Imagine my surprise when the opening riff between Galloway and Elson on this podcast about whether the AI revolution will make or break our economy (a topic I spend a lot of time thinking about and trying desperately to gain perspective on), starts off about why some people are late and some people are early. Apparently, Elson was late to the broadcast that day and while admitting it, he went on to say that he is far more often habitually early. Galloway explained that his tendency was for being late and that it probably was some sort of passive-aggressive way of establishing dominance. Elson suggested that his earliness had to do with his dislike of being rushed and therefore being off-balance and that he was always early because he had a fundamental “I’m not worthy problem”. Elson sounds a lot like me only younger and smarter. I must be stuck in an inferiority loop at the moment because I’m saying that the guy I want to sit next to is Galloway, but that I’m unworthy and the guy who gets to sit next to Galloway (Elson) leaves me also feeling inferior to and unworthy of. Wow, I need an injection of ego and I need it now, It’s good that I’m listening to the rest of the podcast on AI in hopes that I will get smarter about using the stuff to have some ability to keep up with these guys.

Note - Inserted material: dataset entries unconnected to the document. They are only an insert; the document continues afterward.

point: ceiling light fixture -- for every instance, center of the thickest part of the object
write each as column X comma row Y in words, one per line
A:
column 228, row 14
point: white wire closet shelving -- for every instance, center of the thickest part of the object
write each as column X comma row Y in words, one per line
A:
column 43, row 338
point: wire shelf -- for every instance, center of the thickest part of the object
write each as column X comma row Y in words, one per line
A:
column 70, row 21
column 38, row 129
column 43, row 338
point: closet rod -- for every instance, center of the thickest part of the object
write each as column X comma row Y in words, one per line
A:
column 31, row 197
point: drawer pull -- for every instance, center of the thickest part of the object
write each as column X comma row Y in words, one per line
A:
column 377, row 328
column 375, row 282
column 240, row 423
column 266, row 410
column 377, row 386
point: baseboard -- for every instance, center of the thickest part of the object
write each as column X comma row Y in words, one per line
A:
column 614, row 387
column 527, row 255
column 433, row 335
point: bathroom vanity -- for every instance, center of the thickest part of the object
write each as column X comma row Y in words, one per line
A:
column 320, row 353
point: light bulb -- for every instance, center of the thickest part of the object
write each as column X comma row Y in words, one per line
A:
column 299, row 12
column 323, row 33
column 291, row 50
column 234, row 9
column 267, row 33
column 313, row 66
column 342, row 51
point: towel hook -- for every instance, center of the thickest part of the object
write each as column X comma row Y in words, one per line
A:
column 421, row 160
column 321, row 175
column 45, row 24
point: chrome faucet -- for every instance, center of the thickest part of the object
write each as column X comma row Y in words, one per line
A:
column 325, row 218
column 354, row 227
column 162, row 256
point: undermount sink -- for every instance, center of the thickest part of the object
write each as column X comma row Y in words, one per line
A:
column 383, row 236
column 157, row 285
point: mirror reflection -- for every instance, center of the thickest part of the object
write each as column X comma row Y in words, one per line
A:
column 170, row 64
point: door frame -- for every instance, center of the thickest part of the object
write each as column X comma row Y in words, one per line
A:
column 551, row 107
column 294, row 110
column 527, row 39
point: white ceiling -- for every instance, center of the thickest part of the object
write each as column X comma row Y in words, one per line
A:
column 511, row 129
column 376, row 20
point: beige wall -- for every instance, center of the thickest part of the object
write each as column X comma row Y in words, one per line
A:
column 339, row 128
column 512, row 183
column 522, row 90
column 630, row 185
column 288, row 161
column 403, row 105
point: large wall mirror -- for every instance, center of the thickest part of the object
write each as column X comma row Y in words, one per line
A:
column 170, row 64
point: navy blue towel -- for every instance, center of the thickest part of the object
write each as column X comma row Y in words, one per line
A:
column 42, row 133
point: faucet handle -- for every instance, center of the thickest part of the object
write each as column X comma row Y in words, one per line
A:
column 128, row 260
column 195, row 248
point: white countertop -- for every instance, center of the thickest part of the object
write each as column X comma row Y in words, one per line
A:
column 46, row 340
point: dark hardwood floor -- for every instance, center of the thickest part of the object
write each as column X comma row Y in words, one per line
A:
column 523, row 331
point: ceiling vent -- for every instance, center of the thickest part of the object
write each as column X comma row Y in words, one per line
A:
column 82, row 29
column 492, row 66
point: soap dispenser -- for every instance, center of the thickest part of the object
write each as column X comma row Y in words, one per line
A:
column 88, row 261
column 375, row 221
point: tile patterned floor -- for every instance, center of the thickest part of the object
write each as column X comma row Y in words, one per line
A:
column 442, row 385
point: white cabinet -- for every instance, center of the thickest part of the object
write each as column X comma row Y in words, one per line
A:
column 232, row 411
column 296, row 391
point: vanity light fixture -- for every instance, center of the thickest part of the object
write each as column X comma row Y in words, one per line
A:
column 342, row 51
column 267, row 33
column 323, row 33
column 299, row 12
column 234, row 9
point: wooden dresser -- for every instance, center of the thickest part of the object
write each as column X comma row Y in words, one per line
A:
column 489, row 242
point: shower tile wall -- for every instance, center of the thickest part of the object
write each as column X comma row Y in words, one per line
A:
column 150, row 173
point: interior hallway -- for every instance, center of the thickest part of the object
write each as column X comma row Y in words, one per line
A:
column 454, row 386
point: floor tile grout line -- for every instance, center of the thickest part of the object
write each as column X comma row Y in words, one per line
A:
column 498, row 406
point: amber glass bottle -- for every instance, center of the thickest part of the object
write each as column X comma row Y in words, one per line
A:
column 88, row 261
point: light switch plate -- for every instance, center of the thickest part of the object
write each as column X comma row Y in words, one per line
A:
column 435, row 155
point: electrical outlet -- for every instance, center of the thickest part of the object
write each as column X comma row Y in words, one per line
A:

But I will do that later. Right now I want to explore why I wasn’t as wonderful as Scott Galloway. He graduated college (UCLA) and became a fixed income analyst at Morgan Stanley. At that time I was in the first class of partners made at Bankers Trust (there were 40 of us). I was running the Emerging Markets Department, which I had founded, having already built the banks futures and options business and co-founded the Global Derivatives Department, that I went on to run just as Scott was doing what all Wall Street analysts did after two years, which was go back to business school. He went off to Berkeley Haas School of Business for his MBA while I went to Canada to serve a two-year sentence running our Canadian business. He was probably sleeping on a mattress in a shared cheap Oakland duplex while I was living in a luxury expat apartment fit for a bank CEO in Toronto’s posh Yorkville area. But when Scott came out of school in 1992, and I was being welcomed back from exile in NYC to take on a big job with 4.000 staff, he had the balls to start a marketing consulting consulting business that he parlayed into several other start-ups during the internet boom. He succeeded enough during those booming years that he pocketed some serious money (as did I, though in a more traditional path as a senior manager of hot ticket bank that sold itself to a big European bank at the end of the decade). I’m glossing over lots of details and pretending that I banked as much coin as he did, when the truth is that he took far better advantage of those fast lane days than I did.
From that point on, the key difference between us took hold. When the World Economic Forum declared him a “Global Leader of Tomorrow” I feel my star had already peaked and I was looking to be lower profile trying to get out of being a CEO of a big asset management business. I made one more go at the big time at Bear Stearns while Scott was busy building his brand as a professor, writer and eventually podcast guru. After I got bitten in the ass by the Bear debacle (you can Google that if you need to), I went in an entirely different direction while Scott’s brand and, quite frankly, his substance, just kept getting better. I don’t regret any of my moves or choices, but I do admire what Galloway has done with his assets, while keeping his liberal perspective in tact. My guess remains that my tendency to be early simply didn’t work out as well as his being late.